Born and raised on the Yankton Sioux Reservation in South Dakota, Indigenous front man Mato Nanji (Ma-TOE NON-gee) dedicates his latest release Time Is Coming (on Blues Bureau International) to the indigenous youth and all young people on the indigenous reservations.

Mato Nanji’s father, the late Greg Zephier, Sr., was a well-known and highly respected spiritual advisor and spokesperson for the International Indian Treaty Council. In addition to this leadership role, he was an accomplished musician and a member of the musical group, The Vanishing Americans. Formed by Greg and his brothers in the ‘60’s, The Vanishing Americans toured nationally and shared bills with such legends as Bonnie Raitt. Besides being heavily influenced by the music his father and uncles were making, Mato was exposed to Greg’s vast collection of blues records by legendary artists such as Jimi Hendrix, Stevie Ray Vaughan and B.B. King. Consequently, Mato embraced and began utilizing his own musical talent at a young age. With the experience, love and wisdom of their father to guide them, Mato, his brother, sister and cousin formed the band Indigenous while in their late teens.

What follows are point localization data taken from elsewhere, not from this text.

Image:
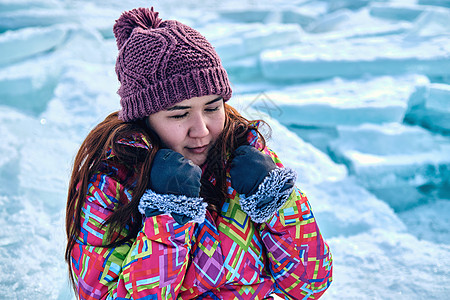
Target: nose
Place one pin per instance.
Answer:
(199, 126)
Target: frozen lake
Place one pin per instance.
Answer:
(357, 94)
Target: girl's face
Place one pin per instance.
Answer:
(190, 127)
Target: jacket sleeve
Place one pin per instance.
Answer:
(299, 259)
(151, 266)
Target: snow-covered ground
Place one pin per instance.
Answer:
(357, 94)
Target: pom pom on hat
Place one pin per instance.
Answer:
(139, 17)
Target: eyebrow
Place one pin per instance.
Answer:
(179, 107)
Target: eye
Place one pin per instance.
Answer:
(179, 116)
(212, 109)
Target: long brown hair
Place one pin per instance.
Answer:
(126, 221)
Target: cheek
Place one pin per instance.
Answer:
(218, 126)
(173, 137)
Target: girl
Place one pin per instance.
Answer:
(176, 195)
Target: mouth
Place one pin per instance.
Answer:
(198, 150)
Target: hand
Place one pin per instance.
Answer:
(175, 188)
(264, 187)
(171, 173)
(249, 168)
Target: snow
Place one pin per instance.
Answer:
(339, 101)
(356, 94)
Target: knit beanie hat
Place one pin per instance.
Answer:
(161, 63)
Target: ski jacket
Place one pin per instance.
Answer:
(227, 256)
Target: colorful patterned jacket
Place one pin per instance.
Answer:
(227, 256)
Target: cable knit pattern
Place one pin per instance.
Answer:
(193, 207)
(161, 63)
(271, 187)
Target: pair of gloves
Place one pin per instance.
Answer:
(175, 186)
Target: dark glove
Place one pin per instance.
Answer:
(171, 173)
(175, 188)
(264, 187)
(249, 168)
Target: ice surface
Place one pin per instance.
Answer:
(439, 98)
(339, 102)
(384, 209)
(428, 107)
(396, 11)
(39, 17)
(445, 3)
(312, 166)
(20, 44)
(394, 161)
(380, 264)
(356, 57)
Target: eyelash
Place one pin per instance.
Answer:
(185, 114)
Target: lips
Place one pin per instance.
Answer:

Chicha Roots and Kichwa Runa

Chicha Roots is a psychedelic cumbia and chicha music band founded by three Kichwa (the largest indigenous group in South America) friends from Cotacachi, Ecuador. Their repertoire includes the classic songs from the golden age of Peruvian cumbia. Based in Chicago, the band has been part of many festivals inside and outside of Illinois. The current line-up of musicians are from Ecuador, Peru, Bolivia, and Colombia.

Kichwa Runa group is an all-female dance group made up of Kichwa mothers and their daughters. The mission of this group is the social cultural development of the new generations of Kichwas in Chicago through traditional dance and choreography. The group primarily performs “San Juanitos”, one of the most representative types of dance of the Kichwa culture in the Imbabura Province of Ecuador. This group is one component of the KICHWA RUNA NONPROFIT ORGANIZATION that serves the same mission of preserving the Kichwa culture in Illinois.

Galguez Laxá and Dizá

Galguez Laxá is an independent folkloric dance troupe from the Zapotec community of San Pablo Güilá, Santiago Matatlán, Tlacolula, Oaxaca made up of indigenous, Zapotec youth between the ages of 15-25. They seek to preserve the folkloric dances of the state of Oaxaca and take them to every corner of the world so that the footwork, humor, colors and food of this beautiful region can become known.

Dizá is an indigenous, four-member, rock band from San Pablo Güilá, Oaxaca, México whose songs are sung in the native Zapotec language of the region. The band was formed in 2015 as part of an effort to preserve the language along with its stories, legends, and myths that are being lost with the younger generations. The band has won awards locally and are cultural ambassadors and role models for their community both inside and outside of Mexico.